Fazilet Şenol / Milliyet.com.tr – Bebek öldürme ve çocuk cinayetlerinin tarihine ilişkin yeni ortaya konan bir çalışma, aralarında İtalya, Fransa ve İngiltere’nin olduğu Batı Avrupa’daki korkunç gerçekleri açığa çıkardı. Kanadalı tarihçi Gregory Hanlon’ın kaleme aldığı ‘Death Control in the West 1500-1800’ (Batı’da Ölüm Kontrolü 1500-1800) adlı kitap, Batı Avrupa’da geçmiş yıllarda işlenen çocuk cinayetlerinin aslında rutin ve yaygın bir uygulama olduğunu gözler önüne serdi. Orta Çağ Avrupa Tarihi Uzmanı Prof. Dr. Pınar Ülgen, “Burada gözden kaçırılan ya da böyle uygun görülen bir konu var. O da anne adayının davranışlarının kökenindeki sorunlar ya da bu davranışlara sebep olan dış etkenler” diyerek Milliyet.com.tr’ye çarpıcı açıklamalarda bulundu.

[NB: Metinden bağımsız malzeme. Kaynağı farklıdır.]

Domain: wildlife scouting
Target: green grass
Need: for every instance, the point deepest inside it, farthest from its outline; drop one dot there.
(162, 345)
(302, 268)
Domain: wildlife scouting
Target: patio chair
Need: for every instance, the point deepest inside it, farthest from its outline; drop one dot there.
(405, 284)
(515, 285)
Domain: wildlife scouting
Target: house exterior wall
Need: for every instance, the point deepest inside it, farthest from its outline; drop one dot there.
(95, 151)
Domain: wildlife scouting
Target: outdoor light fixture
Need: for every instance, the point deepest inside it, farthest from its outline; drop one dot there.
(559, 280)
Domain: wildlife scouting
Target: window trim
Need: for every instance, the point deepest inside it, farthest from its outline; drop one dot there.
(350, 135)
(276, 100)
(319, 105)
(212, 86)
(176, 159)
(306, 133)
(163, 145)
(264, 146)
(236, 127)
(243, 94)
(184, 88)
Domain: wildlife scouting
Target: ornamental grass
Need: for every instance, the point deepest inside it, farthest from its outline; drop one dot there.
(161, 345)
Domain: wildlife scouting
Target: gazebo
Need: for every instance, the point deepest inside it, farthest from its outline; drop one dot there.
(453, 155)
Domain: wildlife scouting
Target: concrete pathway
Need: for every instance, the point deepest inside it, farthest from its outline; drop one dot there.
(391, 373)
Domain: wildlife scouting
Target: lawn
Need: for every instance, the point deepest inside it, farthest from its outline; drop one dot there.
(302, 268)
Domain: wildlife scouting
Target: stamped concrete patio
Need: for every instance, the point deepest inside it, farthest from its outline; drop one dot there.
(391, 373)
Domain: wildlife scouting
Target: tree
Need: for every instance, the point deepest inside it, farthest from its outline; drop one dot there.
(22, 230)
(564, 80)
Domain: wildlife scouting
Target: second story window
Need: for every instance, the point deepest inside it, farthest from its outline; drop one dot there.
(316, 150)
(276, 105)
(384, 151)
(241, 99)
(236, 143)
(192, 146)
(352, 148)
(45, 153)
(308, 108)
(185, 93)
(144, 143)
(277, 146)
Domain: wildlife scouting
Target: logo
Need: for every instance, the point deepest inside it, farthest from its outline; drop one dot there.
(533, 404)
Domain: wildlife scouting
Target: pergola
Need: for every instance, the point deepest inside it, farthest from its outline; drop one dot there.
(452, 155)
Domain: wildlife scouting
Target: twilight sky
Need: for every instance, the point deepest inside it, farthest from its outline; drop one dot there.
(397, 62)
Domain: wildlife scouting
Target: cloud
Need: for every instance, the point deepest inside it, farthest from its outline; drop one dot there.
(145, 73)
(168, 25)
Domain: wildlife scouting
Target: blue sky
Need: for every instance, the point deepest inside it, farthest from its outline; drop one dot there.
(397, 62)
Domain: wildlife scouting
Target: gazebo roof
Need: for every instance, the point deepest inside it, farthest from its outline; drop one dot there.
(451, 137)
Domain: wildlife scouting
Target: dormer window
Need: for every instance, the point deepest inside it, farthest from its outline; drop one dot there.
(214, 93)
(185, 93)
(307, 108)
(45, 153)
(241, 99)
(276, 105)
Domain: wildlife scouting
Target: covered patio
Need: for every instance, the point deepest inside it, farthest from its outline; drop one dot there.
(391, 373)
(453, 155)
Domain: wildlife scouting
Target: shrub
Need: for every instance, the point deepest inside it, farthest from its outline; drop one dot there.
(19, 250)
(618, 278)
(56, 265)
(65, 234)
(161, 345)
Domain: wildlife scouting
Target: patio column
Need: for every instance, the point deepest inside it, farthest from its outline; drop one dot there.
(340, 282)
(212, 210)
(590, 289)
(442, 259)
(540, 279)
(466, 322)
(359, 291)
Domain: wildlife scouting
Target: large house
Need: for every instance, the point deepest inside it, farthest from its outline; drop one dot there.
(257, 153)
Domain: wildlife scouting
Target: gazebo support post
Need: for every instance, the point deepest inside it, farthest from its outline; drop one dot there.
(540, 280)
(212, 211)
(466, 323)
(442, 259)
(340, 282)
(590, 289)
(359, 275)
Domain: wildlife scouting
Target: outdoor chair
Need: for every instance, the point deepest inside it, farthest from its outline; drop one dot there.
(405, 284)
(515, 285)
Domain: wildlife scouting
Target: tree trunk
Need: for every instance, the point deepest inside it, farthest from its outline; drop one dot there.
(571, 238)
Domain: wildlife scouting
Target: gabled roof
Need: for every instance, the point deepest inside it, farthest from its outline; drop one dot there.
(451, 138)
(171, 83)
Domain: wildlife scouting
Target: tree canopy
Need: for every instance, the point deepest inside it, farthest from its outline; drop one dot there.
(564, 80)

Kanadalı tarihçi Gregory Hanlon kitabında tarihsel olarak İtalya, Fransa ve İngiltere’de evli çiftlerin sosyal statülerini korumak için rutin bir şekilde çocuklarını öldürdüklerini söylüyot. Araştırma, bebek öldüren annelerin sayısının önemli ölçüde daha fazla olabileceğini, bebek öldürmenin genellikle fark edilmediğini ve zaman içinde unutulduğunu ele alıyor. Hanlon, istenmeyen çocukları taşıyan hamile kadınların genellikle yeni doğan bebeklerini tek başlarına veya suç ortaklarıyla birlikte öldürdüklerini öne sürüyor. Kitaba göre kıtlık veya hastalıkların ardından erkek bebek vaftizlerinde ürkütücü artışlar baş gösteriyor.
Kitapla ilgili, “Hanlon’ın kitabı, bebek öldürme tarihi ile mevcut kültürel iklim arasında paralellikler kurarak okuyucuları, günümüz toplumunda bebek öldürmeyi ahlaki bir yaklaşımın ötesinde düşünmeye sevk ediyor. ‘Bebek öldürmek cinayettir’ diyor” diyen Prof. Dr. Pınar Ülgen, kitapta yer alan bebek katlinin akıllara gelenden biraz farklı olduğunu, tipik olarak anne tarafından gerçekleştirildiğine özellikle dikkat çekti.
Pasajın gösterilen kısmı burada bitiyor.